There might be food riots in Berlin, Leipzig, Hamburg and scores of other places, but the friends of the swindler never wanted for anything, and Frau Kupfer's dinners were her best protection against exposure. She was a charming hostess, and her sympathetic interest in the relatives of her guests who were in the trenches was enchanting.

One of her most profitable deals arose out of her pretended interest in the son of a retired general who was introduced to her by the Countess von Hohn. General von Demidoff, a German of Polish extraction, was known to be a rich man. He had served for fifty years in the army, and had spent at least half that time enriching himself at the expense of the troops under him.

But although he must have had plenty of cash he did not succumb to Frau Kupfer's scheme as quickly as she expected.

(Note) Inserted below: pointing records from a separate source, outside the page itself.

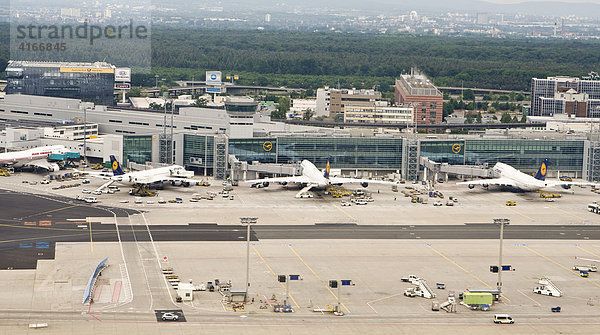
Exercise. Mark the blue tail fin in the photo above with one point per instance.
(541, 174)
(327, 169)
(116, 167)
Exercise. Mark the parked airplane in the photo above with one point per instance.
(313, 178)
(509, 176)
(175, 174)
(35, 158)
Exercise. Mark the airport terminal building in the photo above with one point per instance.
(208, 140)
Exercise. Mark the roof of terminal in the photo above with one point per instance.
(97, 65)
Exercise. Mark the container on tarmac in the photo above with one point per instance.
(477, 298)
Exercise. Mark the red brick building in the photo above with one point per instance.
(417, 90)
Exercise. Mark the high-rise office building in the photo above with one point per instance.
(417, 90)
(565, 95)
(87, 81)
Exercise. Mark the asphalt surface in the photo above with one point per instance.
(31, 225)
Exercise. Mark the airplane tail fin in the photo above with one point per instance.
(116, 167)
(327, 169)
(541, 174)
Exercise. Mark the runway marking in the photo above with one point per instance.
(384, 298)
(507, 207)
(51, 211)
(528, 297)
(562, 266)
(38, 238)
(319, 278)
(571, 214)
(91, 239)
(465, 270)
(274, 274)
(589, 252)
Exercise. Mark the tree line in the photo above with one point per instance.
(312, 60)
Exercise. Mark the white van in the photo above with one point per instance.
(503, 318)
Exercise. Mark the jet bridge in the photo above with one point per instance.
(241, 170)
(440, 171)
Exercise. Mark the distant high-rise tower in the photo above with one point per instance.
(482, 18)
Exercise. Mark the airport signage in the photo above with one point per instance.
(123, 74)
(85, 70)
(213, 90)
(213, 77)
(123, 86)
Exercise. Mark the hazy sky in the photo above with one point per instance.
(519, 1)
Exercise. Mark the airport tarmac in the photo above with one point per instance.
(375, 302)
(373, 245)
(276, 205)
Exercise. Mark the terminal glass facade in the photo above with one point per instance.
(526, 154)
(137, 149)
(198, 151)
(451, 152)
(51, 81)
(345, 153)
(263, 150)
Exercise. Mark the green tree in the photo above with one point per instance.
(469, 118)
(505, 118)
(134, 92)
(200, 102)
(469, 95)
(278, 114)
(308, 115)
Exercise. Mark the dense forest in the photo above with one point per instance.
(310, 60)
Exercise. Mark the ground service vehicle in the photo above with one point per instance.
(503, 318)
(589, 268)
(170, 317)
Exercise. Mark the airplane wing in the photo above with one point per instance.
(494, 181)
(162, 179)
(553, 183)
(588, 259)
(342, 180)
(289, 179)
(43, 164)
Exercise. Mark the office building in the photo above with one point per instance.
(569, 96)
(417, 90)
(379, 113)
(86, 81)
(331, 101)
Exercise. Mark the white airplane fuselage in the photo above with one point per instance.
(521, 180)
(146, 176)
(311, 171)
(19, 158)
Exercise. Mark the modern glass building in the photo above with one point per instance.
(137, 149)
(526, 154)
(344, 152)
(86, 81)
(263, 150)
(198, 152)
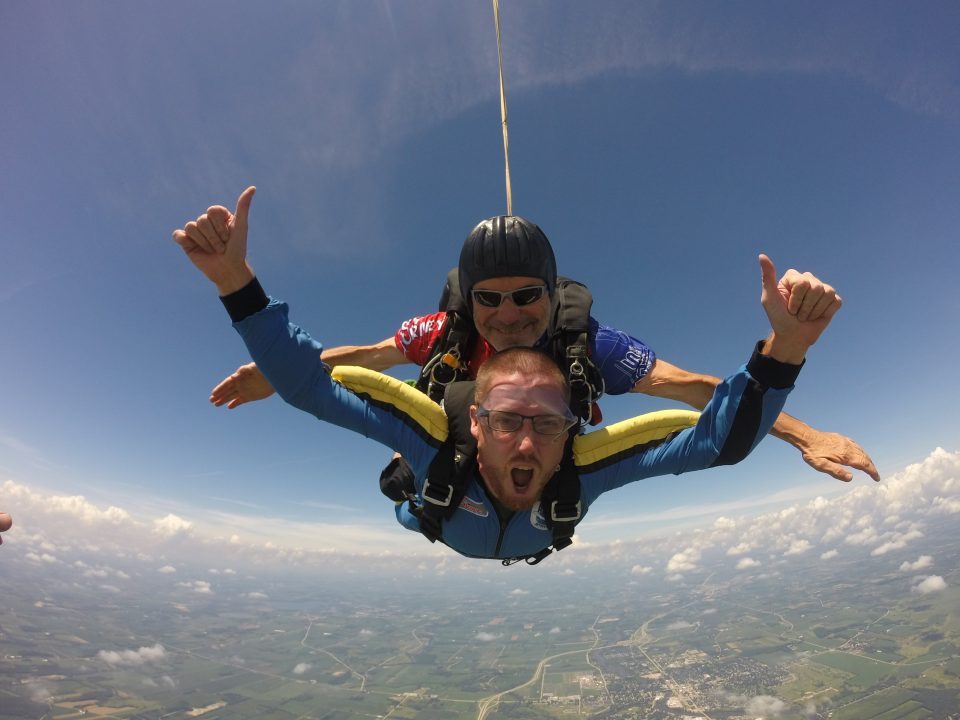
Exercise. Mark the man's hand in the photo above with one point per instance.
(216, 242)
(799, 308)
(830, 452)
(247, 384)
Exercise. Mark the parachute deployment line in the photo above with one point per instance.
(503, 110)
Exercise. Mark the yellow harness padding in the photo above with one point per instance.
(383, 389)
(609, 442)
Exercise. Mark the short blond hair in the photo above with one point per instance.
(525, 361)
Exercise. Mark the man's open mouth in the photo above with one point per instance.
(521, 477)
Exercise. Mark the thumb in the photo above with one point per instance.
(243, 208)
(768, 275)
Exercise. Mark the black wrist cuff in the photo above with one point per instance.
(772, 373)
(247, 301)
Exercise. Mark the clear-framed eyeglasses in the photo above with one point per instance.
(551, 426)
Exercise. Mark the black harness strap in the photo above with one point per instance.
(450, 353)
(451, 469)
(570, 347)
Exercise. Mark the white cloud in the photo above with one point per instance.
(198, 586)
(684, 561)
(924, 561)
(933, 583)
(798, 547)
(172, 525)
(116, 658)
(765, 706)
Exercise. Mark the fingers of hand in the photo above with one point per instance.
(829, 467)
(184, 241)
(220, 218)
(243, 205)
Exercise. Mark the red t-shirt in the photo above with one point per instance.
(416, 336)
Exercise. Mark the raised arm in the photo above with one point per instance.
(826, 452)
(247, 383)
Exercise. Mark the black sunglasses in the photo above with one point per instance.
(520, 297)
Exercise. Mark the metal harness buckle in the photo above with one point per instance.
(435, 500)
(563, 515)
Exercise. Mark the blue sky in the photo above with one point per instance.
(661, 146)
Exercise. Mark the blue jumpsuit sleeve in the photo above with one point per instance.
(290, 359)
(622, 359)
(740, 413)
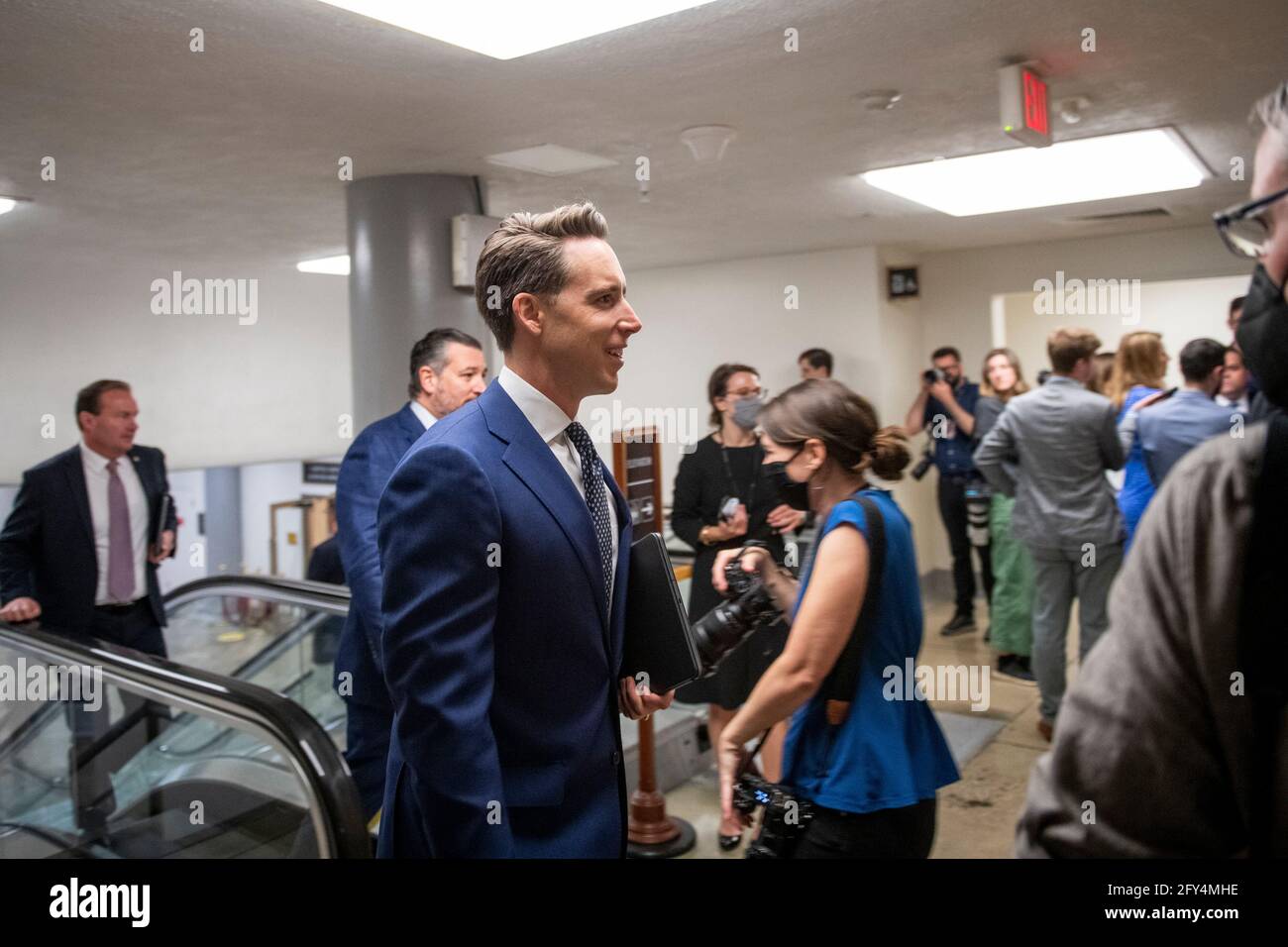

General von Demidoff—he won the coveted "von" in the Franco-Prussian War—was an old man, and he was reluctant to engage in hazardous speculation, but he was greatly pleased with Frau Kupfer and her daughter.

The arch-swindler never even hinted that he should take shares in the secret food trust, and as he got many luxurious dinners at her expense he was only too glad to number her amongst his acquaintances. They often met at the theatre or at the house of a mutual friend, and it was even rumoured that the old man was keen on the wealthy widow; but this was only an invention. Frau Kupfer had no desire for matrimony. She was aware that marriage would inevitably lead to the discovery of her colossal frauds.

But when Frau Kupfer began to talk about the general's son, and to ask permission to send him parcels of dainties, which she knew he could not obtain for himself, he thought that a woman with such a kind heart must be amongst the best of her sex, and although he took a month to make up his mind he finally decided to entrust ten thousand pounds to her for investment in her business.

When he called on her with this intention he found her reclining gracefully on a sofa reading, in the Lokalanzeiger, an account of the victory of the Crown Prince's Army at Verdun. Her eyes were shining with enthusiasm, and she was all smiles when General von Demidoff was announced.